The context window is the hard ceiling on how much the model can process in a single request. It’s measured in tokens — roughly 4 characters per token in English — and it covers both input and output combined.
Input vs output tokens
Input tokens come from everything you send: the messages array (full conversation history), the system prompt, and all tool definitions. Output tokens are what the model generates in response.
The max_tokens parameter only limits output. It does not constrain input. If your input is 190K tokens in a 200K context window, you have 10K tokens left for the response — but max_tokens doesn’t reduce your input.
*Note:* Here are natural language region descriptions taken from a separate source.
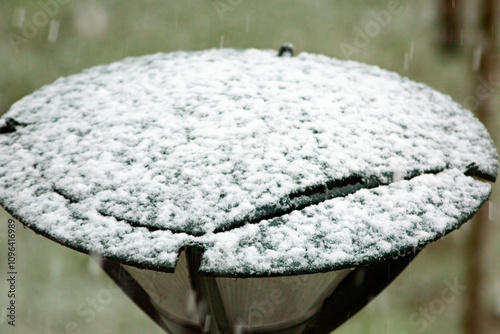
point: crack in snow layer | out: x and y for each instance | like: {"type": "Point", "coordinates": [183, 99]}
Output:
{"type": "Point", "coordinates": [205, 143]}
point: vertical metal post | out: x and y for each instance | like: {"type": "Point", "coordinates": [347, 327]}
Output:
{"type": "Point", "coordinates": [210, 308]}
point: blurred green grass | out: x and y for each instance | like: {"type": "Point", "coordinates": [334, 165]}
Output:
{"type": "Point", "coordinates": [55, 282]}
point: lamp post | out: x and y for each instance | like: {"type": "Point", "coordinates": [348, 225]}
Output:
{"type": "Point", "coordinates": [238, 191]}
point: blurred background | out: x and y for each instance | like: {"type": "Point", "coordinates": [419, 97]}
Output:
{"type": "Point", "coordinates": [453, 286]}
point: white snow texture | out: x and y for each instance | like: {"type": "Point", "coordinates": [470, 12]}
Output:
{"type": "Point", "coordinates": [135, 159]}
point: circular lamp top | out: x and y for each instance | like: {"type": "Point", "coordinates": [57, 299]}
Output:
{"type": "Point", "coordinates": [273, 165]}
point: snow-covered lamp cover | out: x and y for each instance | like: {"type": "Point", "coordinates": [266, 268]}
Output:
{"type": "Point", "coordinates": [235, 190]}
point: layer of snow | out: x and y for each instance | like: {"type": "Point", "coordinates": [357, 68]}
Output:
{"type": "Point", "coordinates": [193, 142]}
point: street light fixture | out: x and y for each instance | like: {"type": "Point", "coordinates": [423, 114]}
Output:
{"type": "Point", "coordinates": [242, 191]}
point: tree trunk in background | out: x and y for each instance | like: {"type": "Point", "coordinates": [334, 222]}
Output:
{"type": "Point", "coordinates": [451, 24]}
{"type": "Point", "coordinates": [475, 316]}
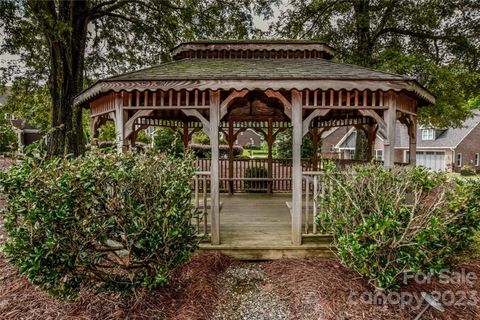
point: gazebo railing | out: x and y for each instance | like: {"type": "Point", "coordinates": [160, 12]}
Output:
{"type": "Point", "coordinates": [201, 187]}
{"type": "Point", "coordinates": [315, 188]}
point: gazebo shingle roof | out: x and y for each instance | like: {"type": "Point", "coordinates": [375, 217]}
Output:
{"type": "Point", "coordinates": [256, 69]}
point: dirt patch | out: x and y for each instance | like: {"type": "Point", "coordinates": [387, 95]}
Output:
{"type": "Point", "coordinates": [247, 295]}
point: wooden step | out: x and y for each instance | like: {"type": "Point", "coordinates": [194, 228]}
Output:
{"type": "Point", "coordinates": [273, 252]}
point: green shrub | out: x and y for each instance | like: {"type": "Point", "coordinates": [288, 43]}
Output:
{"type": "Point", "coordinates": [103, 221]}
{"type": "Point", "coordinates": [388, 222]}
{"type": "Point", "coordinates": [467, 170]}
{"type": "Point", "coordinates": [256, 186]}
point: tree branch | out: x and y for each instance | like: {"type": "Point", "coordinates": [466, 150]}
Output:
{"type": "Point", "coordinates": [386, 16]}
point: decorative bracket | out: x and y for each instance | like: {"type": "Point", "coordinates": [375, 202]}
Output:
{"type": "Point", "coordinates": [199, 116]}
{"type": "Point", "coordinates": [286, 104]}
{"type": "Point", "coordinates": [311, 116]}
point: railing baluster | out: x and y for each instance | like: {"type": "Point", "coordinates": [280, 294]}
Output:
{"type": "Point", "coordinates": [205, 207]}
{"type": "Point", "coordinates": [307, 204]}
{"type": "Point", "coordinates": [315, 197]}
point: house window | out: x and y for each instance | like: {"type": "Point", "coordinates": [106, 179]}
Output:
{"type": "Point", "coordinates": [428, 134]}
{"type": "Point", "coordinates": [459, 160]}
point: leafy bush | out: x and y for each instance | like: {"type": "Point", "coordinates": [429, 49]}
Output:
{"type": "Point", "coordinates": [388, 222]}
{"type": "Point", "coordinates": [256, 186]}
{"type": "Point", "coordinates": [467, 170]}
{"type": "Point", "coordinates": [103, 221]}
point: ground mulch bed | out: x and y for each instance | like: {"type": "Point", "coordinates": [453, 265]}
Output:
{"type": "Point", "coordinates": [316, 288]}
{"type": "Point", "coordinates": [213, 286]}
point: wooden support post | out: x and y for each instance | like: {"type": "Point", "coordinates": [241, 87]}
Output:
{"type": "Point", "coordinates": [231, 140]}
{"type": "Point", "coordinates": [315, 148]}
{"type": "Point", "coordinates": [390, 117]}
{"type": "Point", "coordinates": [119, 124]}
{"type": "Point", "coordinates": [185, 135]}
{"type": "Point", "coordinates": [297, 123]}
{"type": "Point", "coordinates": [270, 139]}
{"type": "Point", "coordinates": [371, 135]}
{"type": "Point", "coordinates": [412, 133]}
{"type": "Point", "coordinates": [214, 170]}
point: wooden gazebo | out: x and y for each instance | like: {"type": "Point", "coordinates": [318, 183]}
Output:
{"type": "Point", "coordinates": [228, 86]}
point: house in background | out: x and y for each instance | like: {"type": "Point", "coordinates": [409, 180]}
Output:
{"type": "Point", "coordinates": [437, 149]}
{"type": "Point", "coordinates": [26, 134]}
{"type": "Point", "coordinates": [249, 137]}
{"type": "Point", "coordinates": [341, 144]}
{"type": "Point", "coordinates": [447, 149]}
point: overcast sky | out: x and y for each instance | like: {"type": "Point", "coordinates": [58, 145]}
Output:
{"type": "Point", "coordinates": [259, 22]}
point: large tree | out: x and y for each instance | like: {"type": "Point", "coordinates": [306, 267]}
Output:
{"type": "Point", "coordinates": [436, 41]}
{"type": "Point", "coordinates": [64, 45]}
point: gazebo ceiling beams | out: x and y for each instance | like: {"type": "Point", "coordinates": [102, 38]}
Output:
{"type": "Point", "coordinates": [192, 86]}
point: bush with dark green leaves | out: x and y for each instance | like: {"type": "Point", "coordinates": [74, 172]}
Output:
{"type": "Point", "coordinates": [467, 170]}
{"type": "Point", "coordinates": [387, 222]}
{"type": "Point", "coordinates": [103, 221]}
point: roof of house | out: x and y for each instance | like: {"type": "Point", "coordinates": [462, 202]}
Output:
{"type": "Point", "coordinates": [448, 138]}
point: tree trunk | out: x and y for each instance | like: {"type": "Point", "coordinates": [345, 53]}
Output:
{"type": "Point", "coordinates": [65, 27]}
{"type": "Point", "coordinates": [364, 51]}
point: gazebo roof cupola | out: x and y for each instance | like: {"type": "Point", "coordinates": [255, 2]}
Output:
{"type": "Point", "coordinates": [251, 49]}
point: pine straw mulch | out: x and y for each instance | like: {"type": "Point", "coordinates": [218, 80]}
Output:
{"type": "Point", "coordinates": [316, 288]}
{"type": "Point", "coordinates": [190, 296]}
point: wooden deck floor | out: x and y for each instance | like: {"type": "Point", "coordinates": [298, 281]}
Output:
{"type": "Point", "coordinates": [258, 226]}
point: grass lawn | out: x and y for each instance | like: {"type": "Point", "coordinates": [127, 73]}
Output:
{"type": "Point", "coordinates": [458, 175]}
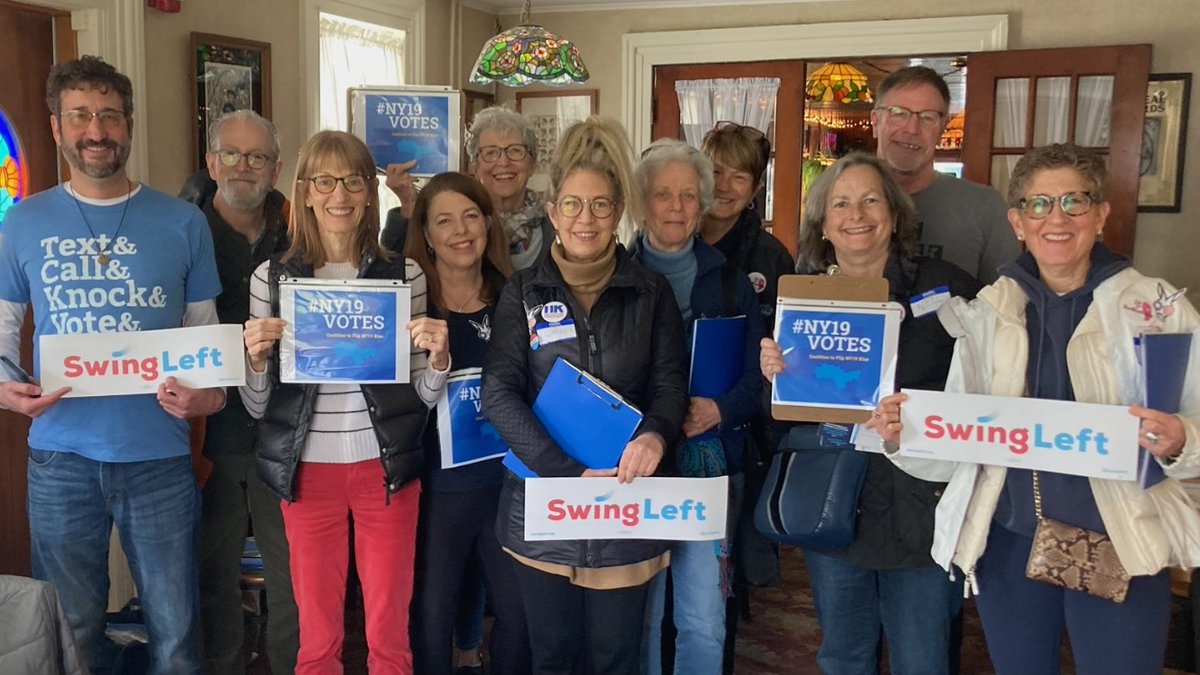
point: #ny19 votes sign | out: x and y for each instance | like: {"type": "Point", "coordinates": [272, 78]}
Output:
{"type": "Point", "coordinates": [684, 509]}
{"type": "Point", "coordinates": [838, 354]}
{"type": "Point", "coordinates": [109, 364]}
{"type": "Point", "coordinates": [1059, 436]}
{"type": "Point", "coordinates": [345, 330]}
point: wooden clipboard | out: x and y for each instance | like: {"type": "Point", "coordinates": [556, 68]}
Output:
{"type": "Point", "coordinates": [823, 287]}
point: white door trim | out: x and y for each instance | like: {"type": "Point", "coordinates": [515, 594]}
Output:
{"type": "Point", "coordinates": [643, 51]}
{"type": "Point", "coordinates": [115, 31]}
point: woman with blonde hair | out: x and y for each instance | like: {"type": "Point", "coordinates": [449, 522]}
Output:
{"type": "Point", "coordinates": [625, 329]}
{"type": "Point", "coordinates": [343, 453]}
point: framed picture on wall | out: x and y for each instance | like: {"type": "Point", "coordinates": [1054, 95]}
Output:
{"type": "Point", "coordinates": [231, 75]}
{"type": "Point", "coordinates": [1163, 138]}
{"type": "Point", "coordinates": [551, 113]}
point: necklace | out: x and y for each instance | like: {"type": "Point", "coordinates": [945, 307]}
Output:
{"type": "Point", "coordinates": [469, 299]}
{"type": "Point", "coordinates": [103, 251]}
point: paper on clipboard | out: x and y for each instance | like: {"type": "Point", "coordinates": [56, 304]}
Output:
{"type": "Point", "coordinates": [839, 338]}
{"type": "Point", "coordinates": [345, 330]}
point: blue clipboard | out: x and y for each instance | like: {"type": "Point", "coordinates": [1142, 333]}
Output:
{"type": "Point", "coordinates": [1164, 364]}
{"type": "Point", "coordinates": [718, 346]}
{"type": "Point", "coordinates": [587, 419]}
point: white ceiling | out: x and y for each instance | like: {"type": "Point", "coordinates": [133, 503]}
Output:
{"type": "Point", "coordinates": [514, 6]}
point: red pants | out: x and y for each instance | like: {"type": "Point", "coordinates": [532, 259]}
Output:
{"type": "Point", "coordinates": [328, 496]}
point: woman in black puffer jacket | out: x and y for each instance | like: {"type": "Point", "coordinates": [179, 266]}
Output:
{"type": "Point", "coordinates": [586, 595]}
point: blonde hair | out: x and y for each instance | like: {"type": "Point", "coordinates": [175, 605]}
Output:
{"type": "Point", "coordinates": [323, 149]}
{"type": "Point", "coordinates": [599, 145]}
Why costs grow with conversation length
Because the API is stateless, every request includes the full conversation history. At turn 1, you send 1 message. At turn 50, you send all 100 messages (50 user + 50 assistant). Each turn adds both the user’s new message and the model’s previous response to the history.
This means input tokens grow roughly quadratically with conversation length. A 50-turn conversation doesn’t cost 50× the first turn — it costs much more, because each successive request carries all prior turns as baggage.
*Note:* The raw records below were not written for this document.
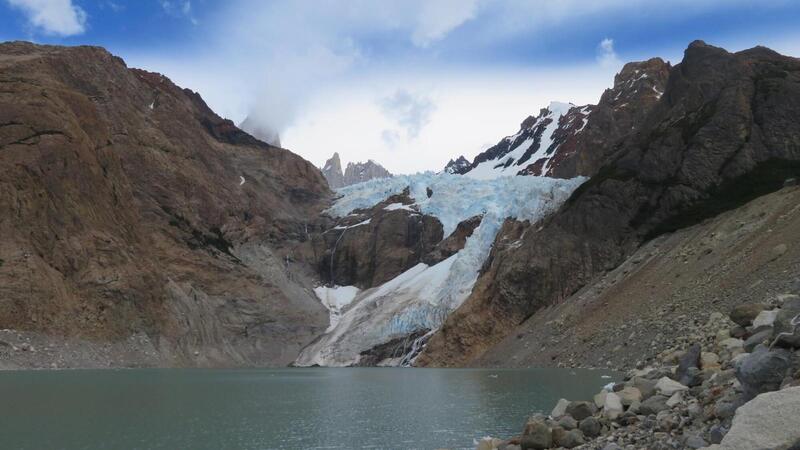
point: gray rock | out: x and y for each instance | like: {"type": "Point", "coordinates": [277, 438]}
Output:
{"type": "Point", "coordinates": [694, 441]}
{"type": "Point", "coordinates": [646, 386]}
{"type": "Point", "coordinates": [765, 318]}
{"type": "Point", "coordinates": [568, 439]}
{"type": "Point", "coordinates": [667, 386]}
{"type": "Point", "coordinates": [689, 359]}
{"type": "Point", "coordinates": [757, 338]}
{"type": "Point", "coordinates": [560, 409]}
{"type": "Point", "coordinates": [567, 422]}
{"type": "Point", "coordinates": [537, 436]}
{"type": "Point", "coordinates": [786, 332]}
{"type": "Point", "coordinates": [762, 371]}
{"type": "Point", "coordinates": [692, 377]}
{"type": "Point", "coordinates": [590, 426]}
{"type": "Point", "coordinates": [716, 433]}
{"type": "Point", "coordinates": [654, 405]}
{"type": "Point", "coordinates": [768, 421]}
{"type": "Point", "coordinates": [581, 410]}
{"type": "Point", "coordinates": [629, 394]}
{"type": "Point", "coordinates": [738, 331]}
{"type": "Point", "coordinates": [724, 409]}
{"type": "Point", "coordinates": [613, 406]}
{"type": "Point", "coordinates": [744, 314]}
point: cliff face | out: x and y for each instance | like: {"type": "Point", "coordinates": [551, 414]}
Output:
{"type": "Point", "coordinates": [353, 173]}
{"type": "Point", "coordinates": [130, 208]}
{"type": "Point", "coordinates": [564, 140]}
{"type": "Point", "coordinates": [723, 132]}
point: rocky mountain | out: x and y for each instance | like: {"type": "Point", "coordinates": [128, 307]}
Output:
{"type": "Point", "coordinates": [457, 166]}
{"type": "Point", "coordinates": [143, 229]}
{"type": "Point", "coordinates": [565, 140]}
{"type": "Point", "coordinates": [136, 219]}
{"type": "Point", "coordinates": [721, 134]}
{"type": "Point", "coordinates": [354, 173]}
{"type": "Point", "coordinates": [260, 131]}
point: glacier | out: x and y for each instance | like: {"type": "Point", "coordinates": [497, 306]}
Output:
{"type": "Point", "coordinates": [507, 165]}
{"type": "Point", "coordinates": [419, 299]}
This is the fundamental reason long conversations need context management strategies: summarization, fact extraction, or sliding windows. Without them, costs and latency grow unsustainably.
The context window is shared
Input tokens and output tokens share the same context window. A 200K context window with 195K of input leaves only 5K for output. The model doesn’t get a separate output allocation — it all comes from one pool.
One-liner: Input tokens grow with every turn because the full history is resent each time — max_tokens only limits output, and both share the same context window.